CurrencyUsed to interpret numbers such as $10,000.00 or E5.000,00.
DecimalA decimal point can be a period (.) as in 10,000.00 or it can be a comma (,) as in 5.000,00.
GroupA grouping can be a comma (,) as in 10,000.00 or a period (.) as in 5.000,00.
Null ifTreat this value as null.
DefaultDefault value in case the field in the text file was not specified (empty).
Trim type

Trim the type before processing. You can specify one of the following options:

  • None
  • Left
  • Right
  • Both
RepeatIf the corresponding value in this row is empty, repeat the one from the last time it was not empty (Y or N).

Number formats

Use the following table to specify number formats. For further information on valid numeric formats used in this step, view the Number Formatting Table.

SymbolLocationLocalizedMeaning
0NumberYesDigit.
#NumberYesDigit, zero shows as absent.
.NumberYesDecimal separator or monetary decimal separator.
-NumberYesMinus sign.
,NumberYesGrouping separator.
ENumberYesSeparates mantissa and exponent in scientific notation. Need not be quoted in prefix or suffix.
;Subpattern boundaryYesSeparates positive and negative patterns.
%Prefix or suffixYesMultiply by 100 and show as percentage.
‰(/u2030)Prefix or suffixYesMultiply by 1000 and show as per mille.
¤ (/u00A4)Prefix or suffixNoCurrency sign, replaced by currency symbol. If doubled, replaced by international currency symbol. If present in a pattern, the monetary decimal separator is used instead of the decimal separator.
Prefix or suffixNoUsed to quote special characters in a prefix or suffix, for example, '#'# formats 123 to #123. To create a single quote itself, use two in a row: # o''clock.

Scientific notation

In a pattern, the exponent character immediately followed by one or more digit characters indicates scientific notation, for example, 0.###E0 formats the number 1234 as 1.234E3.

Date formats

Use the following table to specify date formats. For further information on valid date formats used in this step, view the Date Formatting Table.

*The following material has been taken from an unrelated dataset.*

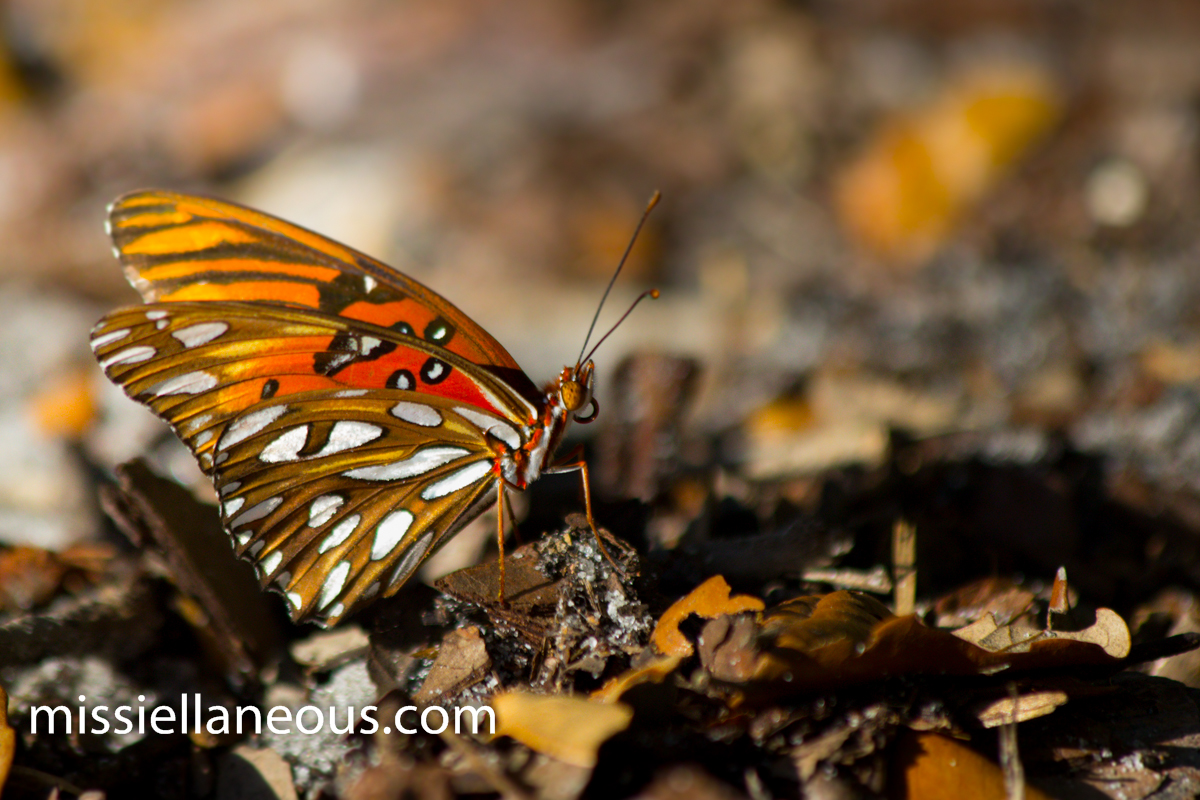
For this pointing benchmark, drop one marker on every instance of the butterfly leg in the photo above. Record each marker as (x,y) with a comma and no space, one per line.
(499,530)
(581,467)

LetterDate of Time ComponentPresentationExamples
GEra designatorTextAD
yYearYear1996 or 96
MMonth in yearMonthJuly, Jul, or 07
wWeek in yearNumber27
WWeek in MonthNumber2
DDay in yearNumber189
dDay in monthNumber10
FDay of week in monthNumber2
EDay in weekTextTuesday or Tue
aam/pm markerTextPM
HHour in day (0-23)Number 0n/a
kHour in day (1-24)Number 24n/a
KHour in am/pm (0-11)Number 0n/a
hHour in am/pm (1-12)Number 12n/a
mMinute in hourNumber 30n/a
sSecond in minuteNumber 55n/a
SMillisecondNumber 978n/a
zTime zoneGeneral time zonePacific Standard Time, PST, or GMT-08:00
ZTime zoneRFC 822 time zone-0800

Metadata injection support

All fields of this step support metadata injection except for the Hadoop Cluster field. You can use this step with ETL metadata injection to pass metadata to your transformation at runtime.